L’école primaire ainsi conçue, avec son complément artisanal, substituera à l’idéal encyclopédique de l’homme abstrait, conçu par des citadins et pour des citadins, l’idéal beaucoup plus large, beaucoup plus humain de l’homme appuyé sur un sol et sur un métier déterminés.
Elle donnera aux paysans un sentiment nouveau de leur dignité. Nous y aiderons d’abord en leur attribuant la place qui leur revient dans la communauté national, et ensuite, en dotant le moindre village des installations modernes d’eau, d’électricité, d’hygiène, qui ont été jusqu’ici le privilège des villes, et qui permettront aux paysans d’adoucir et d’embellir leurs rudes conditions de vie. Car la vie rurale n’est pas une idylle, et le métier de paysan est un dur métier qui exige toujours de l’endurance, souvent du courage, parfois de l’héroïsme. Mais de cela le paysan de France s’accommodera, pourvu qu’il sente cette fois qu’on lui rend justice. Le paysan de France a été assez longtemps à la peine, qu’il soit aujourd’hui à l’honneur.

Mes chers amis, on vous a parlé souvent, depuis quelques années, de l’Ecole Unique.

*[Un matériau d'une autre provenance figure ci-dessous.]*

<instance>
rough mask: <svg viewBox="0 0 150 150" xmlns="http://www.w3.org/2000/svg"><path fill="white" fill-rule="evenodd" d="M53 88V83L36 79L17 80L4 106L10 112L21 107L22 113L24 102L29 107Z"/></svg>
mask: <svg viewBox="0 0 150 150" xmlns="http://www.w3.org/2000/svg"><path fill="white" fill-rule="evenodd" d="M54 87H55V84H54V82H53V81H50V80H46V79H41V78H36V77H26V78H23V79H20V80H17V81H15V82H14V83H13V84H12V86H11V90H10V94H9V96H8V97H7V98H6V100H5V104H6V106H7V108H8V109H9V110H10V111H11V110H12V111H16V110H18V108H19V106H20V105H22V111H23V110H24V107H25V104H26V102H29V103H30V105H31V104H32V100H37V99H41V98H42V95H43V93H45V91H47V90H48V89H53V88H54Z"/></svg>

L’Ecole Unique, c’était un mensonge parmi beaucoup d’autres; c’était, sous couleur d’unité, une école de division, de lutte sociale, de destruction nationale.

Nous, qui avons horreur du mensonge, qui voulons en toute circonstance vous dire la vérité, nous entreprenons de faire pour vous, pour la France, la véritable Ecole Unique ; celle qui, quels qu’en soient les maîtres, quels qu’en soient les programmes, sera animée d’un esprit unique; celle qui mettra tous les Français à leur place, au service de la France; celle qui, leur accordant toutes les libertés compatibles avec l’autorité nécessaire, leur concédant toutes les égalités compatibles avec une hiérarchie indispensable, les mêlant tous dans un grand élan chaleureux de la fraternité nationale, fera de tous les Français les servants d’une même foi, les chevaliers d’un même idéal, symbolisé dans ce mot unique: France.